Since the first_name column is not indexed, the query optimizer must scan all rows to return results, as shown in the output of the following EXPLAIN statement:

EXPLAIN
SELECT *
FROM actor
WHERE first_name LIKE 'GE%';
+----+-------------+-------+------------+------+---------------+------+---------+------+------+----------+-------------+
| id | select_type | table | partitions | type | possible_keys | key  | key_len | ref  | rows | filtered | Extra       |
+----+-------------+-------+------------+------+---------------+------+---------+------+------+----------+-------------+
|  1 | SIMPLE      | actor | NULL       | ALL  | NULL          | NULL | NULL    | NULL |  200 |    11.11 | Using where |
+----+-------------+-------+------------+------+---------------+------+---------+------+------+----------+-------------+
1 row in set, 1 warning (0.00 sec)

If you often need to search by prefix, consider creating an prefix index:

CREATE INDEX idx_first_name_prefix_2
ON actor(first_name(2));

Then, view the execution plan through the EXPLAIN statement

EXPLAIN
SELECT *
FROM actor
WHERE first_name LIKE 'GE%';
+----+-------------+-------+------------+-------+-------------------------+-------------------------+---------+------+------+----------+-------------+
| id | select_type | table | partitions | type  | possible_keys           | key                     | key_len | ref  | rows | filtered | Extra       |
+----+-------------+-------+------------+-------+-------------------------+-------------------------+---------+------+------+----------+-------------+
|  1 | SIMPLE      | actor | NULL       | range | idx_first_name_prefix_2 | idx_first_name_prefix_2 | 10      | NULL |    4 |   100.00 | Using where |
+----+-------------+-------+------------+-------+-------------------------+-------------------------+---------+------+------+----------+-------------+
1 row in set, 1 warning (0.01 sec)

Indexes are now used by the MySQL query optimizer.

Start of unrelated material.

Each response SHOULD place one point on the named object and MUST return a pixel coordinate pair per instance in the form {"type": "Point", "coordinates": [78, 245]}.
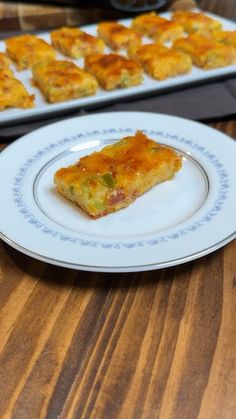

Principles of creating a prefix index

When creating a prefix index, determining the prefix length requires some skill.

When we determine the prefix length, we should try to keep the prefix of string columns unique. The stronger the uniqueness, the more efficient the index.

Conclusion

The MySQL prefix index is beneficial to improve the efficiency of the indexed string column.